2010 Portfolio Prize Runner up: Katheryn Parker Almanas
Courtesy of Katheryn Parker Almanas
Inspired by personal experience with bodily illness, Kathryn Parker Almanas’s work renders the agony of inexplicable events through a series of carefully constructed medical tableaux. Her elaborately staged photographs, a combination of built dioramas and actual medical spaces, attempt to relate her inner struggles with physical maladies (specifically, several autoimmune diseases), and the realities of the patient perspective.
Almanas’s intricate compositions, reminiscent of Renaissance still lifes, feature a variety of food as symbolic stand-ins for the afflicted body. Through careful manipulation, pastries, jellies, fruits, and vegetables are transmogrified into abstracted representations of flesh, blood, and internal organs. The body of a blueberry danish is incised and scrutinized with surgical precision; a purple cauliflower head glows on its glass pedestal like a dissected brain. By orchestrating these compositions, Almanas is able to regain agency in an otherwise disempowering situation. As visual experiments, these edible-anatomical portraits reveal a desire to recover control over the inevitable circumstances of her body. In the artist’s own words: “Art transforms poison into medicine, anxiety into initiative.”

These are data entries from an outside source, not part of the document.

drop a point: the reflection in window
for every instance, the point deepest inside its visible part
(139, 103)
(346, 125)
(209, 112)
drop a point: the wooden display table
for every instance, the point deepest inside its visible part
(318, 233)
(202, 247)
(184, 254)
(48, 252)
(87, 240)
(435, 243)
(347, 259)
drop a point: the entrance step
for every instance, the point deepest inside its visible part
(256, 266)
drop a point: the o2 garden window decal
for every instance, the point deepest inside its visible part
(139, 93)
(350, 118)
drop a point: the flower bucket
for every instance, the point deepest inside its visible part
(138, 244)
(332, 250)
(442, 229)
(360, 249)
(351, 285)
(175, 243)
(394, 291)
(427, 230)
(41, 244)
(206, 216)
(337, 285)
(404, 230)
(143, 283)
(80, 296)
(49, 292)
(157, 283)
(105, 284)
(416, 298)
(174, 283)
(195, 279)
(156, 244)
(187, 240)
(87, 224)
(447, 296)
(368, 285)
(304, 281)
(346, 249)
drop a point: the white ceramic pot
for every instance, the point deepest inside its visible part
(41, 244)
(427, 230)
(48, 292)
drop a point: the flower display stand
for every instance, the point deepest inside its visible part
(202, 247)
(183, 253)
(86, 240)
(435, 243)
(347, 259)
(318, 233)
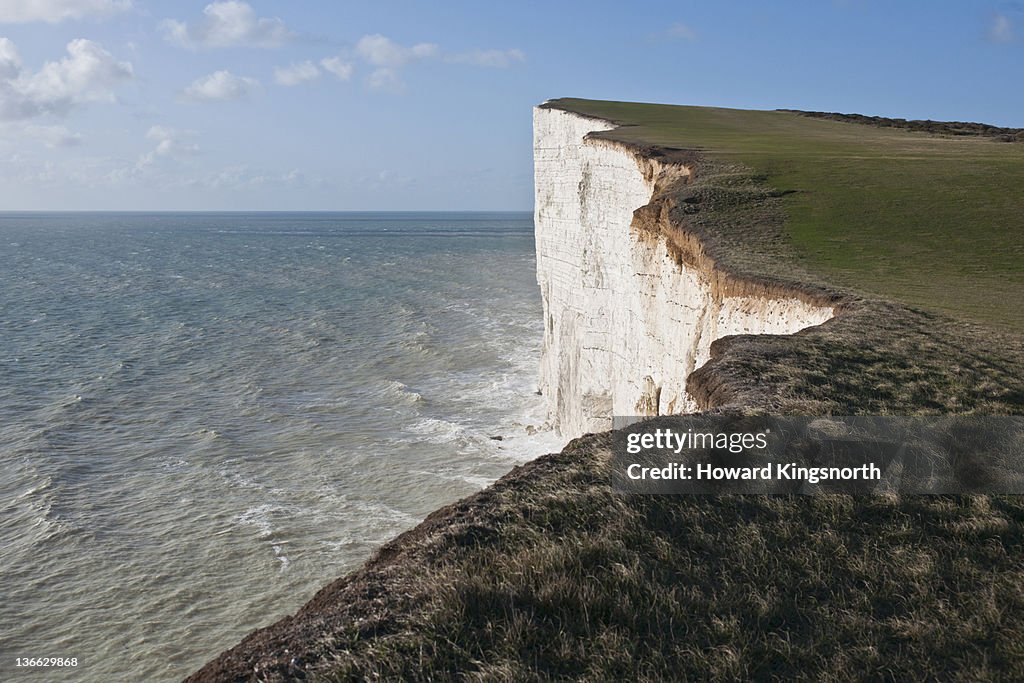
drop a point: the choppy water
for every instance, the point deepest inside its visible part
(204, 418)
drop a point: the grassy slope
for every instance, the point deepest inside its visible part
(549, 574)
(935, 221)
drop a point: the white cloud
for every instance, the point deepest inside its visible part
(220, 86)
(172, 142)
(22, 11)
(88, 74)
(389, 56)
(491, 58)
(681, 32)
(1001, 30)
(51, 136)
(382, 51)
(296, 74)
(227, 24)
(385, 79)
(343, 70)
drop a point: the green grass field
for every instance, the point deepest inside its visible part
(934, 221)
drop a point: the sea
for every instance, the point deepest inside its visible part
(207, 417)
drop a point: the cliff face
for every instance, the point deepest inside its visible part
(626, 319)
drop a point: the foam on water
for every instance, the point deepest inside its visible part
(204, 418)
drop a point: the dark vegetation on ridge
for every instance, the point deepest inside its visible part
(548, 574)
(927, 126)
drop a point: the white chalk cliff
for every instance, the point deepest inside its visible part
(626, 323)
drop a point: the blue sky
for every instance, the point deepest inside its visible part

This is not to say that Almanas is focused solely on her personal experience with illness, however; she confirms that her photographs also generate from an “interest in the universality of corporeal existence.” Indeed, the artist creates abstractions of “the parts of ourselves both essential to our survival and responsible for our death” in order to simultaneously—and somewhat paradoxically—confront and transcend mortality.
By visually representing her anxieties, Almanas raises questions she otherwise could not form. The further she deconstructs the larger, irrefutable facts into smaller, more manageable parts, the more she advances her internal acceptance and healing.